Australia has asked India to remove export subsidies immediately. It said the 3,300 rupees per tonne incentive payment is the equivalent of 14-16% of the world price. Since India is the third largest exporter of sugar this threatens to seriously distort trade. It said that the amount envisaged could potentially finance all its own exports half way across the Pacific Ocean.
Australia, Colombia, Brazil and the EU asked India about a new policy announced in February involving incentive payments to Indian sugar exporters. Members sought to know the legal basis for extending the export subsidy under the WTO regime. Several pointed out that India has agreed not to subsidize exports.
In a reply to this India said, The policy was designed to encourage diversification away from white sugar to raw sugar and that no intervention payments have been paid yet.
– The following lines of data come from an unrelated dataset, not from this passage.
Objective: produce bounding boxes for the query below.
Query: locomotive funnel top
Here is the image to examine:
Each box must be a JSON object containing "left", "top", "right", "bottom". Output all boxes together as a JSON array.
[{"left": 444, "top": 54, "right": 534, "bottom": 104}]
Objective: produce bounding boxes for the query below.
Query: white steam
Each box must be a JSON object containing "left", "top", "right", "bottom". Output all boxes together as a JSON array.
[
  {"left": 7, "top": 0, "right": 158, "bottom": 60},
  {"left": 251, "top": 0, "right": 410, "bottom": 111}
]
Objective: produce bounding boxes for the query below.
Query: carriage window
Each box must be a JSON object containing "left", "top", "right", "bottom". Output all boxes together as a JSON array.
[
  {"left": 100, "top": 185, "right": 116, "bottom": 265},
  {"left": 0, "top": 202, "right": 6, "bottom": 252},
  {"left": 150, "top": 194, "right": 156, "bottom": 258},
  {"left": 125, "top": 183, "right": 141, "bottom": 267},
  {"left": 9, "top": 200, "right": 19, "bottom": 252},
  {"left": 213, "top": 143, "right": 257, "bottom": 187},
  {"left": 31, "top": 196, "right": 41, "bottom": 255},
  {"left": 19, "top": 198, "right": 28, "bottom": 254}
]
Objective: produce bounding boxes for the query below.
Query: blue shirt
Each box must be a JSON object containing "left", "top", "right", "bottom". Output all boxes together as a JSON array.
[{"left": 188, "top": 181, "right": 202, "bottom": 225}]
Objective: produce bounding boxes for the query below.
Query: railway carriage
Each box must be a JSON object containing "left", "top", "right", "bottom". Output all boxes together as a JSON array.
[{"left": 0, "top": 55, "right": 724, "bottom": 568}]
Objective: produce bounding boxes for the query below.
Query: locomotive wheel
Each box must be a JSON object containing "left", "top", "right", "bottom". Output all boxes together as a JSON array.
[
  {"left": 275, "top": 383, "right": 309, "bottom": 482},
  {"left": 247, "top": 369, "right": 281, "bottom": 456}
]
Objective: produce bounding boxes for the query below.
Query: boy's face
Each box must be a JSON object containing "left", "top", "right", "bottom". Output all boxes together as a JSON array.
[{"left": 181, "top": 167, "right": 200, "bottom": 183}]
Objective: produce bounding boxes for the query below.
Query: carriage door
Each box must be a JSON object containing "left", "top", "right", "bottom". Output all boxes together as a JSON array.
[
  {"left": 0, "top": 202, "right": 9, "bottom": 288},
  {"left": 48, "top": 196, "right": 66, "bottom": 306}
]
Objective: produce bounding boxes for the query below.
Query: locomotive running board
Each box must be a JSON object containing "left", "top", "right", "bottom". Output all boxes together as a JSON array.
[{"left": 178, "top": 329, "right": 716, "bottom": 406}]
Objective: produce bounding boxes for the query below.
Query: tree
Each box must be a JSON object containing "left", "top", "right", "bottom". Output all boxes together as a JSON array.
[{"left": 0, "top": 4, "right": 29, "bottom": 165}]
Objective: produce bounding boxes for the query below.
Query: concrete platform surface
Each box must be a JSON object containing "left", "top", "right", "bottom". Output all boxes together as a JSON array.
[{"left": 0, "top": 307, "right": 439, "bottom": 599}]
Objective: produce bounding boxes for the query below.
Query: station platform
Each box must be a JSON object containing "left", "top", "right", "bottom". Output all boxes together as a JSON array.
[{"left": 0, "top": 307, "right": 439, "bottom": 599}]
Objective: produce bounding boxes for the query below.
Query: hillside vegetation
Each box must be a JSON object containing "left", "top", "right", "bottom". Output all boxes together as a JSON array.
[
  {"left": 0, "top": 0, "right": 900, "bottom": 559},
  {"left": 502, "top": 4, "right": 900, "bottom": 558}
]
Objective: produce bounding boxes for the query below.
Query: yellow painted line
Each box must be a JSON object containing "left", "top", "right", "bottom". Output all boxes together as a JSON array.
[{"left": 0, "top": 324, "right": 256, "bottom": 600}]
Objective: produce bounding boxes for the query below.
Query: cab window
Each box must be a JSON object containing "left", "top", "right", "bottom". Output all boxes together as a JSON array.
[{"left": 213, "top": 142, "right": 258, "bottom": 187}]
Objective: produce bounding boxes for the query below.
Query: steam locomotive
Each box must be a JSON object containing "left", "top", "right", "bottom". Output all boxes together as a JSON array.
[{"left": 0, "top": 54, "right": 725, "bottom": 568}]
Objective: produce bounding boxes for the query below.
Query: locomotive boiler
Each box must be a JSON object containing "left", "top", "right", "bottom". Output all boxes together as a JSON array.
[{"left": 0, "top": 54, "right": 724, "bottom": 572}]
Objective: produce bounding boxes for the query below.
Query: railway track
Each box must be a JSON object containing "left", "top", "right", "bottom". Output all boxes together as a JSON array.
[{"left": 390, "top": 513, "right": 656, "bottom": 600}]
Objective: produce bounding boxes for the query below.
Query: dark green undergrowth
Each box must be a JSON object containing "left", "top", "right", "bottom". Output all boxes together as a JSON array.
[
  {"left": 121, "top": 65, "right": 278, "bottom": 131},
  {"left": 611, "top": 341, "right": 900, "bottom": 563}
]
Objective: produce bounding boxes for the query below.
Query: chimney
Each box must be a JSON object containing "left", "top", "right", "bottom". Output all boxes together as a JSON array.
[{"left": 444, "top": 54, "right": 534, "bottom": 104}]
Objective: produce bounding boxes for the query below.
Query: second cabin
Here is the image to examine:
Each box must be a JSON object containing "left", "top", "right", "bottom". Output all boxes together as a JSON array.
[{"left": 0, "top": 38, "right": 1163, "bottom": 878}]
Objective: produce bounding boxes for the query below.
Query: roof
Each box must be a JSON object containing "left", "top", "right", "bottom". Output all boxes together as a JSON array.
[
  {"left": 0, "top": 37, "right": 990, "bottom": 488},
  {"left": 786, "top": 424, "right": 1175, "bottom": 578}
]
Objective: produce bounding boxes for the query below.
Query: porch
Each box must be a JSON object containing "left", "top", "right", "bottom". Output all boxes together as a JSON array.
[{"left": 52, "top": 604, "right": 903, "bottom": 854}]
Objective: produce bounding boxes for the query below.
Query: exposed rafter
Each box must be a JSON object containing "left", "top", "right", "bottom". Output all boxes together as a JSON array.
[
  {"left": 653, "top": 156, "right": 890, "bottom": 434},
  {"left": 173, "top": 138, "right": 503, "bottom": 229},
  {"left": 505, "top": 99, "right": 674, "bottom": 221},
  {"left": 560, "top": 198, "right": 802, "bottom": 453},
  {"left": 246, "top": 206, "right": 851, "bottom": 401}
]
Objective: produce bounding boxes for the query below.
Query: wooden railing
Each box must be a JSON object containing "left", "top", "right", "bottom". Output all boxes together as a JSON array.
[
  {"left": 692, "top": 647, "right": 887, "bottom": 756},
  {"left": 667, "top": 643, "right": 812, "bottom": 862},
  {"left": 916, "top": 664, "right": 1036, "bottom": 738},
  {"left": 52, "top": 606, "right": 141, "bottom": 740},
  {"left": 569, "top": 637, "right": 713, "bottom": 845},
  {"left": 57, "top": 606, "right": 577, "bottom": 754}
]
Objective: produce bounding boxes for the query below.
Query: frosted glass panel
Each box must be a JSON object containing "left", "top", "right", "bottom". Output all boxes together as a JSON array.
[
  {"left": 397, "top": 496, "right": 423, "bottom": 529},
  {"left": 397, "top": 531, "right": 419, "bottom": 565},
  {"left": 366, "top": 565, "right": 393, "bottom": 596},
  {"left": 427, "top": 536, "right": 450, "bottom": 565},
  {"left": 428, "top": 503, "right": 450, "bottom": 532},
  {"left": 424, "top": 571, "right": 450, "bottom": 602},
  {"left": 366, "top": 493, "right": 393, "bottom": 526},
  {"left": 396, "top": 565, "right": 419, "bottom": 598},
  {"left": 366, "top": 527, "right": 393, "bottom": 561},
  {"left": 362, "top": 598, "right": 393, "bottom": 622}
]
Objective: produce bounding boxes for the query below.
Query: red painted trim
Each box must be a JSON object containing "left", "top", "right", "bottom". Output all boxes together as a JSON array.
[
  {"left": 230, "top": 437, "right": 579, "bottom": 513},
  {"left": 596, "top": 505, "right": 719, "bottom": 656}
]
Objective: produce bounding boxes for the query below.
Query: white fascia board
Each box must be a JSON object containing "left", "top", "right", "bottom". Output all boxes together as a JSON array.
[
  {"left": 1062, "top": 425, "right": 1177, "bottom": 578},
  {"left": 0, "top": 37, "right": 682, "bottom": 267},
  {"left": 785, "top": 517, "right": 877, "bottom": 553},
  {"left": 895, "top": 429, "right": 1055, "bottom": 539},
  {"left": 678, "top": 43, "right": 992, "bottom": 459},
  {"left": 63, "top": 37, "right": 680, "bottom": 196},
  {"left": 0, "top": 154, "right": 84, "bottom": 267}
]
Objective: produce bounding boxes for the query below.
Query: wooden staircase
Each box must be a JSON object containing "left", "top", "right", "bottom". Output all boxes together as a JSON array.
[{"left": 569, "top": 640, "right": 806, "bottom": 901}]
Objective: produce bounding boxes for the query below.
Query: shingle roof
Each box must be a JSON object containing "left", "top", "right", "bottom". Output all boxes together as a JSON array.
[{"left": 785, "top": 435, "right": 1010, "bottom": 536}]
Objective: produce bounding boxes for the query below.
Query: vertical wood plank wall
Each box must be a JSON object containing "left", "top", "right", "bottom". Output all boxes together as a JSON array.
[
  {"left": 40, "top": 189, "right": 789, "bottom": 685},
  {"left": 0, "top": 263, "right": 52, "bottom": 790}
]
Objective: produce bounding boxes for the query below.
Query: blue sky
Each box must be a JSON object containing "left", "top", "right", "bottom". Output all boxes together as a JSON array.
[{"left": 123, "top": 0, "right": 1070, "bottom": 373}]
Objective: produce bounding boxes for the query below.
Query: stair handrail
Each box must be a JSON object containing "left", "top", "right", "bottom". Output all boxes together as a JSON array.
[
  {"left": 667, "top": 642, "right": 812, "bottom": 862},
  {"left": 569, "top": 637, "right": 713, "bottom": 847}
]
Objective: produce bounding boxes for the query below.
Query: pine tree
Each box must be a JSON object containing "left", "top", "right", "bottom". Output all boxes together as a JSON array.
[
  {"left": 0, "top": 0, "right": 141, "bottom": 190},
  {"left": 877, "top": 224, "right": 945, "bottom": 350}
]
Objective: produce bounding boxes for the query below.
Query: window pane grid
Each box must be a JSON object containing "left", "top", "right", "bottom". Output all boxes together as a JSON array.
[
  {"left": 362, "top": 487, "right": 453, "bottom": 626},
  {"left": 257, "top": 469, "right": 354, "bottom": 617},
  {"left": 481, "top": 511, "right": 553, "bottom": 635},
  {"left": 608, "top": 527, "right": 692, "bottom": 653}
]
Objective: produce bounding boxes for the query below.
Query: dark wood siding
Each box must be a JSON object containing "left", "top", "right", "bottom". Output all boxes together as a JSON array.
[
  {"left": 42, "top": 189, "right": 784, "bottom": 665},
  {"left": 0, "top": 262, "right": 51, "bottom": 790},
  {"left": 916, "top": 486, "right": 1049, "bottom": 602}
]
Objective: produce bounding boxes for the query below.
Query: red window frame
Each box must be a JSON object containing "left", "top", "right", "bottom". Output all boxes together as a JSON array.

India said export subsidies will be notified to the WTO.
India's new support programme for sugar sparked comment among a number of delegations with some urging India to remove immediately what they described as export subsidies that will potentially impact world trade, WTO said.
The Agriculture Agreement allowed developing countries to subsidize marketing costs and internal transportation costs during the agreement's implementation period. Brazil asked how India could justify the subsidies since there has been no consensus to extend these special provisions for developing countries.Sharing the concerns were Paraguay, Thailand, El Salvador, Canada, the US, Pakistan and New Zealand.